Much later in life, Maimonides would again find himself at the center of fierce controversy. He would marry, father a beloved only son, be appointed personal physician to the ruler of Egypt, write and publish additional works, most notably Guide of the Perplexed. and become one of the most influential figures in the development of Jewish thought.
But today, we are telling the story of Mishneh Torah.
Unlike his other works, Maimonides wrote this book in Hebrew — not biblical Hebrew, but the clearer, more accessible language of the Mishnah. One of his aims was to reach as many Jews as possible, in the most intelligible language available. Over time, however, no complete copy of his original manuscript survived, aside from fragments discovered in the Cairo Genizah.
As a result, differences between versions became a major scholarly concern. Competing copies claimed greater authority, whether they had been reviewed by Maimonides himself or copied from manuscripts he had “approved.” One copy preserved at Oxford even bears a signature on its final page: “collated against my book, I, Moshe bar Maimon.”
The magnificent manuscript now held by the National Library of Israel was likely copied in the first half of the 14th century in Provence. It appears to have been created from the outset as an illuminated manuscript: wherever Maimonides had included illustrations in the original. especially in Laws of the Chosen House, depicting the Temple and its vessels, blank spaces were deliberately left so that an artist could execute the images with maximum precision.

The work of illumination seems to have begun at the hands of a Spanish artist, but very early on the manuscript was transferred to Italy.
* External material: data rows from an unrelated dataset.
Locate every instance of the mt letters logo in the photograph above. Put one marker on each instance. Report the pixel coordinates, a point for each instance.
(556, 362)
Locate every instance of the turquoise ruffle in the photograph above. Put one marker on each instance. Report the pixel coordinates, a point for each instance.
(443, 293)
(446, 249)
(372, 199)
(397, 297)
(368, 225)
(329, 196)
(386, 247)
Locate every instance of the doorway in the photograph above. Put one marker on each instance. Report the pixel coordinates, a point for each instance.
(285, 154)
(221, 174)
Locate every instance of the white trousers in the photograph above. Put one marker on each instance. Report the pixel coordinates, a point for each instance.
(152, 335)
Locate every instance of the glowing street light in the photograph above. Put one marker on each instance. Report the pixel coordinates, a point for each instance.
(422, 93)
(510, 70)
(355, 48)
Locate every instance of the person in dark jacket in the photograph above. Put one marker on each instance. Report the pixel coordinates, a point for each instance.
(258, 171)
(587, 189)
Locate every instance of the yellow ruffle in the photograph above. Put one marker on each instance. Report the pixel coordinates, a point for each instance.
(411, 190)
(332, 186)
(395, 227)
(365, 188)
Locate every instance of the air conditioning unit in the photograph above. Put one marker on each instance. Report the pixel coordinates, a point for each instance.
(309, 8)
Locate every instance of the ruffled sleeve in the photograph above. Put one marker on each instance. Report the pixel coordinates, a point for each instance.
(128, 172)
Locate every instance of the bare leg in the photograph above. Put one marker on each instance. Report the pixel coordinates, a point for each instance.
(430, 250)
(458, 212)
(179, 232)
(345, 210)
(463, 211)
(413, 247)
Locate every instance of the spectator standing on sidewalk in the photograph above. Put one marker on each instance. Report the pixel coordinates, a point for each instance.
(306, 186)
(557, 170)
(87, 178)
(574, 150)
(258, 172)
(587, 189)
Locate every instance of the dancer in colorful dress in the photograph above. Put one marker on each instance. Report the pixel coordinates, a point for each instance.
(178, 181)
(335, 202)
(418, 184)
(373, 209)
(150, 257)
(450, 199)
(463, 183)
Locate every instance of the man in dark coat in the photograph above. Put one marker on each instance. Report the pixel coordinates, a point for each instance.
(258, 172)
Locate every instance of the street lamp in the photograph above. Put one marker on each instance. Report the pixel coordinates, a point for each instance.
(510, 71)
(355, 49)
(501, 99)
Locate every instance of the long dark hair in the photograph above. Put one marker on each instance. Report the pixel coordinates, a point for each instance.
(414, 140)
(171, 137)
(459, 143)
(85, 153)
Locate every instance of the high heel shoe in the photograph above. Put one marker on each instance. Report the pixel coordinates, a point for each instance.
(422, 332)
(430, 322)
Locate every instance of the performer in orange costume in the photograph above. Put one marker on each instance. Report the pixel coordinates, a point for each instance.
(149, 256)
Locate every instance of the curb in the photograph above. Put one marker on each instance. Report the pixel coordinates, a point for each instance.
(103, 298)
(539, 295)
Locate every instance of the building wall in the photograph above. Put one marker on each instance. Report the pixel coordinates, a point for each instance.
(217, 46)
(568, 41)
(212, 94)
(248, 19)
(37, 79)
There, the task was entrusted to a Christian illuminator, Matteo di Ser Cambio, whose exquisite craftsmanship, rich in gold and vibrant color, can be seen throughout the opening section of the book. Though he did not understand the language of the text, he was clearly working from detailed instructions regarding what the decorations should include.
Why the project was never completed remains unknown. Only the opening pages of the manuscript, out of more than 400 in total, were illuminated, and the instructional diagrams that were meant to accompany the text were never drawn.

Artistry was followed by censorship. In the 16th century, several passages were erased from the manuscript, and at the bottom of one of the final pages the censor’s signature appears, along with the date of the deletion: 1574.
“Even Jesus the Nazarene, who imagined that he would be the Messiah and was executed by the court,” Maimonides writes in passages that were later censored, “was already foretold by Daniel, as it is said: ‘the children of the violent among thy people shall lift themselves up to establish the vision; but they shall stumble.’ And is there a greater stumbling block than this? For all the prophets spoke of the Messiah as one who would redeem Israel and deliver them, gather their dispersed, and strengthen their observance of the commandments. Yet this [belief] brought about Israel’s destruction by the sword, the scattering and humiliation of its remnant, the distortion of the Torah, and the misleading of much of the world into worshiping a god other than the Lord.”

From Mishneh Torah by Maimonides. Manuscript dated to c. 1350, from the National Library of Israel collection, Ktiv Project.
Despite such interventions, Maimonides’ influence only deepened after his death. He became one of the most consequential figures in Jewish history and thought. His writings are today an integral part of the Jewish canon, and his philosophical and medical works also secured him enduring recognition beyond the Jewish world.
The manuscript itself passed through many hands across Europe, from the library of an Italian marquis to a Jewish family in Frankfurt between the two World Wars, before ultimately reaching safe preservation at the National Library of Israel in Jerusalem. Today it is displayed in the National Library of Israel’s permanent exhibition, where visitors can encounter it in person.